Durée du travail par Secteur juridique

Un salarié est engagé par une entreprise en qualité de chauffeur-livreur.

La période d’essai est rompue par l’employeur pour insuffisance de résultats mais il forme un recours prud’homal en remboursement de salaires trop-perçus et en paiement de dommages- intérêts.

Le salarié demande le paiement de dommages et intérêts pour dépassement de la durée légale du travail : en effet, au cours d’une semaine, le salarié a effectué plus de cinquante heures de travail. L’UD FO intervient à l’instance.

Il est débouté devant la cour d’appel car même s’il est établi qu’il a effectué des heures au-delà de la durée maximale hebdomadaire de travail, il ne rapporte pas la preuve d’un préjudice.

Il forme un pourvoi en cassation à bon escient.
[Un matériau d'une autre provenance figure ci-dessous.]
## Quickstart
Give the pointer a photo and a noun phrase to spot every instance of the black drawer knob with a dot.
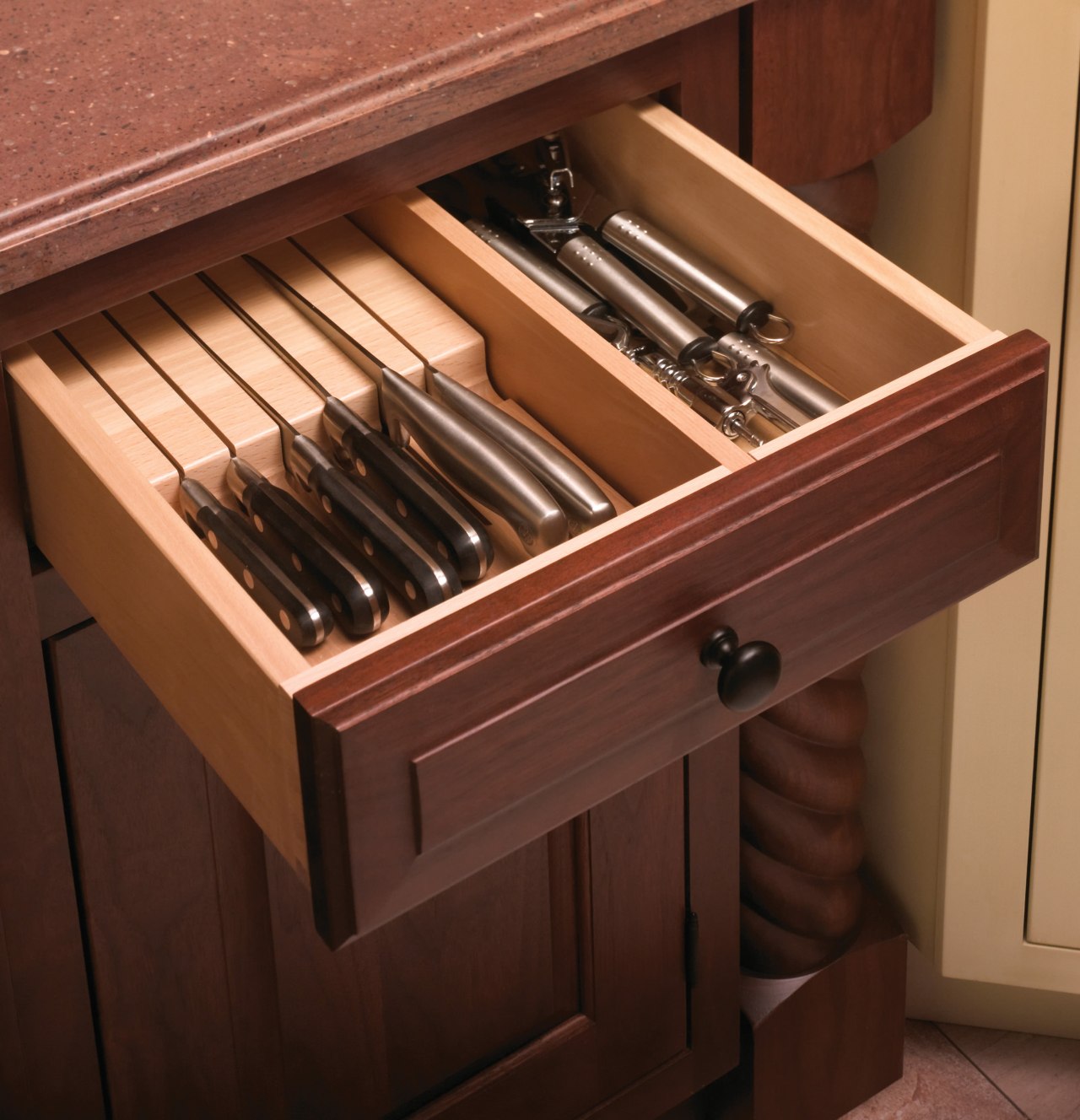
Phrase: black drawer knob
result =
(748, 672)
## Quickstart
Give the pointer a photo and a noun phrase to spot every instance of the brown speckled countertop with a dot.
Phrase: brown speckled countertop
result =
(126, 119)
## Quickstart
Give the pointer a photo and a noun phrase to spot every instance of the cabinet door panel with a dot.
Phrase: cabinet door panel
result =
(170, 875)
(48, 1061)
(564, 956)
(551, 980)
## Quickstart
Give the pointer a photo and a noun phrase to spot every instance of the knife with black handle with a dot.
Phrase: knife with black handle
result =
(306, 622)
(485, 471)
(300, 540)
(402, 561)
(399, 557)
(420, 499)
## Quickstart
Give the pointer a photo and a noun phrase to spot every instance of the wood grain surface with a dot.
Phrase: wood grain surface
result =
(821, 1043)
(829, 85)
(48, 1059)
(166, 115)
(942, 485)
(546, 984)
(177, 923)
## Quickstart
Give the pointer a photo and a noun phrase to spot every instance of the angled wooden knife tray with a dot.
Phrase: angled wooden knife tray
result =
(386, 770)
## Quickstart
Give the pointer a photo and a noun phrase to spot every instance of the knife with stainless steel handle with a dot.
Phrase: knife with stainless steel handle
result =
(402, 561)
(583, 502)
(305, 621)
(467, 456)
(416, 495)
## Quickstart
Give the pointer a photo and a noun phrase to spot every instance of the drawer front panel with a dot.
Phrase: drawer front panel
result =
(485, 731)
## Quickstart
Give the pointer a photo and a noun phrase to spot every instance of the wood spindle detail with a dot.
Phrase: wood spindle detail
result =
(802, 775)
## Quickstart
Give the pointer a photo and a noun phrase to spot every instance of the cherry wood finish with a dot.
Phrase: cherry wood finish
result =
(828, 86)
(597, 681)
(206, 111)
(836, 1034)
(802, 774)
(554, 980)
(226, 231)
(48, 1061)
(174, 890)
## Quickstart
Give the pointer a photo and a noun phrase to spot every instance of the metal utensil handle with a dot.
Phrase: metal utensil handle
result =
(540, 270)
(802, 389)
(584, 503)
(686, 269)
(475, 463)
(666, 325)
(414, 494)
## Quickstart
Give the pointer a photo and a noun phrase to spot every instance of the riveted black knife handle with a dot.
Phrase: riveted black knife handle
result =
(304, 621)
(419, 578)
(301, 542)
(424, 503)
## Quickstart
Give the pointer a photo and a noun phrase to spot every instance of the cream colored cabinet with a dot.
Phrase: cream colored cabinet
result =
(975, 741)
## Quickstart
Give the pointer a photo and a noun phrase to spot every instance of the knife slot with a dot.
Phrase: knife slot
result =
(443, 335)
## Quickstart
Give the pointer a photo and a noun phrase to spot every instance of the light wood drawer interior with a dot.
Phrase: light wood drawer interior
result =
(101, 495)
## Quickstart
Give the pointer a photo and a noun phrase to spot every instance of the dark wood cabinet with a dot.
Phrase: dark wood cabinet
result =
(528, 808)
(556, 977)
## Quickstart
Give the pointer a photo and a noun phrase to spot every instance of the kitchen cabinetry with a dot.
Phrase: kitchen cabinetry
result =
(973, 753)
(557, 976)
(909, 498)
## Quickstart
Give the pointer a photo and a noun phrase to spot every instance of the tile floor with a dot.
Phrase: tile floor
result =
(967, 1073)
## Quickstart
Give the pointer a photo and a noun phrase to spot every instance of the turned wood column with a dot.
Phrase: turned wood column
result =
(802, 776)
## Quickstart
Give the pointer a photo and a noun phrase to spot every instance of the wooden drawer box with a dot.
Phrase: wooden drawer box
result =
(398, 767)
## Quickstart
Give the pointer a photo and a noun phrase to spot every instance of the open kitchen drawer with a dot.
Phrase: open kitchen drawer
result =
(388, 770)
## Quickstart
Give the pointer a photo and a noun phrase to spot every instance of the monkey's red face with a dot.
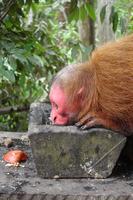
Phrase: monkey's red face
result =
(61, 113)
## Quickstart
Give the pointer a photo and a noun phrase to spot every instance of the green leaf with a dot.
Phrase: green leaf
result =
(103, 13)
(82, 13)
(115, 21)
(9, 75)
(90, 10)
(12, 63)
(20, 57)
(74, 15)
(36, 60)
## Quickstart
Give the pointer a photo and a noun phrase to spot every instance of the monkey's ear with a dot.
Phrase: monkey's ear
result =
(80, 92)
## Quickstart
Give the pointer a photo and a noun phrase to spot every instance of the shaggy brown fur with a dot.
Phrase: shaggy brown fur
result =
(107, 83)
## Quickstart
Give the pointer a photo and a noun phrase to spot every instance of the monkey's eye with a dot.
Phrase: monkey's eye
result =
(55, 106)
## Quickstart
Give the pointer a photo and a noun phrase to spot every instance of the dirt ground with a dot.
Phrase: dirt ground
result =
(24, 179)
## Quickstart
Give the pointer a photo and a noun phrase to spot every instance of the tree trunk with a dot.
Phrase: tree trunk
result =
(104, 31)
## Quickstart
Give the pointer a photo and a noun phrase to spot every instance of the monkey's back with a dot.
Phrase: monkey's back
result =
(113, 64)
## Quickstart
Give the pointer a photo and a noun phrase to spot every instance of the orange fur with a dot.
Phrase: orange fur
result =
(107, 80)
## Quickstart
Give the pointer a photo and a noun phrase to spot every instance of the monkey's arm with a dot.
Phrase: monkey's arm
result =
(92, 119)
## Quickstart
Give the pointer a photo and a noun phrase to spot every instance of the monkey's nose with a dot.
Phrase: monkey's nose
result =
(54, 119)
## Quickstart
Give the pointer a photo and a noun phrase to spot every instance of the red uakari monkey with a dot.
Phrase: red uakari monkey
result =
(98, 92)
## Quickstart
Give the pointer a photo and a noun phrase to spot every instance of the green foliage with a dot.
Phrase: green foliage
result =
(32, 49)
(123, 16)
(79, 10)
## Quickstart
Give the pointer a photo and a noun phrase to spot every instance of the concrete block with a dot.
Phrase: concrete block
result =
(67, 152)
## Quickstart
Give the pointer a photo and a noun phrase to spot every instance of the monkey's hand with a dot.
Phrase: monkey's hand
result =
(93, 120)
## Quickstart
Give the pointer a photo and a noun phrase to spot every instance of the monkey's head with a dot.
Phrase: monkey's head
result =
(67, 94)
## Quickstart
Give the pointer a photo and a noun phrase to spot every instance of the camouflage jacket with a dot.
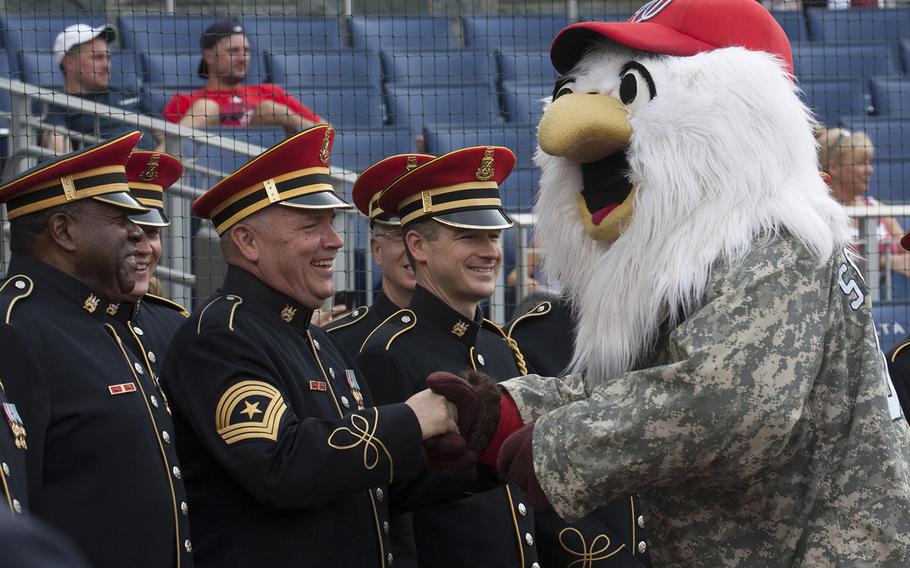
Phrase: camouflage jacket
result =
(759, 432)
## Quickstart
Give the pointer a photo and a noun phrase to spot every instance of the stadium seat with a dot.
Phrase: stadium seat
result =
(290, 35)
(418, 106)
(526, 32)
(39, 69)
(400, 33)
(522, 140)
(359, 108)
(520, 67)
(891, 96)
(326, 69)
(438, 68)
(793, 23)
(892, 322)
(858, 24)
(813, 62)
(832, 99)
(890, 181)
(524, 103)
(890, 136)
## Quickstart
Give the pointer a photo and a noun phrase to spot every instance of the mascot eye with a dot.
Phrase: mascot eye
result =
(636, 88)
(564, 86)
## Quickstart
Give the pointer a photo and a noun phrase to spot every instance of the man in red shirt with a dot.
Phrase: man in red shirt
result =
(225, 100)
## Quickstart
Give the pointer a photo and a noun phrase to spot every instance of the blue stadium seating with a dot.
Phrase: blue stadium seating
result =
(438, 68)
(523, 103)
(402, 33)
(418, 106)
(526, 32)
(39, 69)
(891, 96)
(793, 23)
(832, 99)
(520, 67)
(154, 33)
(890, 136)
(815, 62)
(892, 322)
(359, 108)
(325, 69)
(292, 35)
(522, 140)
(858, 24)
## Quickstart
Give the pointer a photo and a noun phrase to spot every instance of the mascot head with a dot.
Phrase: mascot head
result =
(673, 142)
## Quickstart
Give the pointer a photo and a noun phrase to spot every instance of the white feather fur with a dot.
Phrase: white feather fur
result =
(723, 155)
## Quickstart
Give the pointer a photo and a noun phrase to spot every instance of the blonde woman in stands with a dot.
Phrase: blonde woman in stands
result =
(846, 156)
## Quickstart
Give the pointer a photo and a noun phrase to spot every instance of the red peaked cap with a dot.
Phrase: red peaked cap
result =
(293, 173)
(680, 27)
(373, 180)
(148, 175)
(97, 172)
(460, 189)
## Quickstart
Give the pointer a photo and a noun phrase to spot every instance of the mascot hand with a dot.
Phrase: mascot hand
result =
(449, 452)
(516, 464)
(477, 398)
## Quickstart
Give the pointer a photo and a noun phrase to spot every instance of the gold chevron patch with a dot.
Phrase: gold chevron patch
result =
(249, 410)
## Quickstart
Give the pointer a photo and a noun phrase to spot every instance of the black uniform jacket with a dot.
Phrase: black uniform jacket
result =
(493, 526)
(352, 329)
(613, 535)
(101, 462)
(17, 363)
(287, 460)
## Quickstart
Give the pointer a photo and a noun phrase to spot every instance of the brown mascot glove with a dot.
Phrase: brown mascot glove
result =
(516, 464)
(477, 398)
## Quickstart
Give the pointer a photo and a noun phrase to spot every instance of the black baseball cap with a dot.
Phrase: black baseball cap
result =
(212, 34)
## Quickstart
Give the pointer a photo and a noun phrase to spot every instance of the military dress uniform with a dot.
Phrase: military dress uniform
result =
(613, 535)
(488, 524)
(352, 329)
(101, 462)
(287, 460)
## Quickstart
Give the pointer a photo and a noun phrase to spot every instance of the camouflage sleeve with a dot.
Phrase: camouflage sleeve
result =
(729, 387)
(536, 395)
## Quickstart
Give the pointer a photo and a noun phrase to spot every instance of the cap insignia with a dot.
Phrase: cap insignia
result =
(150, 173)
(485, 172)
(271, 190)
(324, 152)
(69, 188)
(288, 313)
(460, 328)
(91, 303)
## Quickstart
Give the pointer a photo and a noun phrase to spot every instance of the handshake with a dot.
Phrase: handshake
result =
(486, 428)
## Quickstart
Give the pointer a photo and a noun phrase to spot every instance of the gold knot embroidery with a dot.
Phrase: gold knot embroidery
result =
(361, 433)
(91, 303)
(586, 556)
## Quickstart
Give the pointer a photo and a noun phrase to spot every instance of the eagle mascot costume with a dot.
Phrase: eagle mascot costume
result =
(726, 367)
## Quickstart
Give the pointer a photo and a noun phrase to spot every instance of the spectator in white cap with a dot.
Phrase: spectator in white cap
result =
(83, 55)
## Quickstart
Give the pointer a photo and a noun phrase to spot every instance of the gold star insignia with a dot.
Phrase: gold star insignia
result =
(250, 409)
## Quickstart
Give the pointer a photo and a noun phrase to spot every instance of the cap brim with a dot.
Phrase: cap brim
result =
(318, 200)
(154, 218)
(475, 219)
(121, 200)
(572, 43)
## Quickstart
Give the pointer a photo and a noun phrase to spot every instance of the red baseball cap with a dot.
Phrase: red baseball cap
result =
(293, 173)
(680, 27)
(460, 189)
(372, 181)
(148, 174)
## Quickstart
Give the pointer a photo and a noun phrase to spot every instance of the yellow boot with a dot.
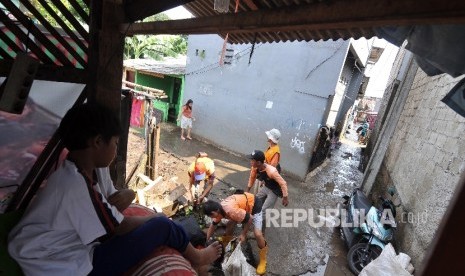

La Cour de cassation lui donne raison et casse l’arrêt d’appel en se fondant sur la directive européenne :

Cette directive poursuivant l’objectif de garantir la sécurité et la santé des travailleurs par la prise d’un repos suffisant, le législateur de l’Union a considéré que le dépassement de la durée moyenne maximale de travail hebdomadaire, en ce qu’il prive le travailleur d’un tel repos, lui cause, de ce seul fait, un préjudice dès lors qu’il est ainsi porté atteinte à sa sécurité et à sa santé (CJUE, 14 octobre 2010, C-243/09, Fuß c. Stadt Halle, point 54). La Cour de justice de l’Union européenne a précisé que c’est au droit national des États membres qu’il appartient, dans le respect des principes d’équivalence et d’effectivité, d’une part, de déterminer si la réparation du dommage causé à un particulier par la violation des dispositions de la directive 2003/88 doit être effectuée par l’octroi de temps libre supplémentaire ou d’une indemnité financière et, d’autre part, de définir les règles portant sur le mode de calcul de cette réparation (CJUE, 25 novembre 2010, Fuß c. Stadt Halle, C-429/09, point 94).
[…], le seul constat du dépassement de la durée maximale de travail ouvre droit à la réparation.
(Cass. soc., 26 janvier 2022, n°20-21636).

Ainsi, le seul constat par les juges du dépassement de la durée maximale hebdomadaire autorisée cause nécessairement un préjudice au salarié, que les juges doivent faire réparer par l’employeur sous forme de dommages et intérêts puisque le contrat étant rompu, le salarié ne pouvait plus prétendre à un repos compensateur.

Tel est pris qui croyait prendre…

CE QUE DIT LA LOI
L’article L 3121-20 (ancien art. L 3121-35) du Code du travail dispose :
 Au cours d’une même semaine, la durée du travail ne peut dépasser quarante-huit heures.
En cas de circonstances exceptionnelles, certaines entreprises peuvent être autorisées à dépasser pendant une période limitée le plafond de quarante-huit heures, sans toutefois que ce dépassement puisse avoir pour effet de porter la durée du travail à plus de soixante heures par semaine.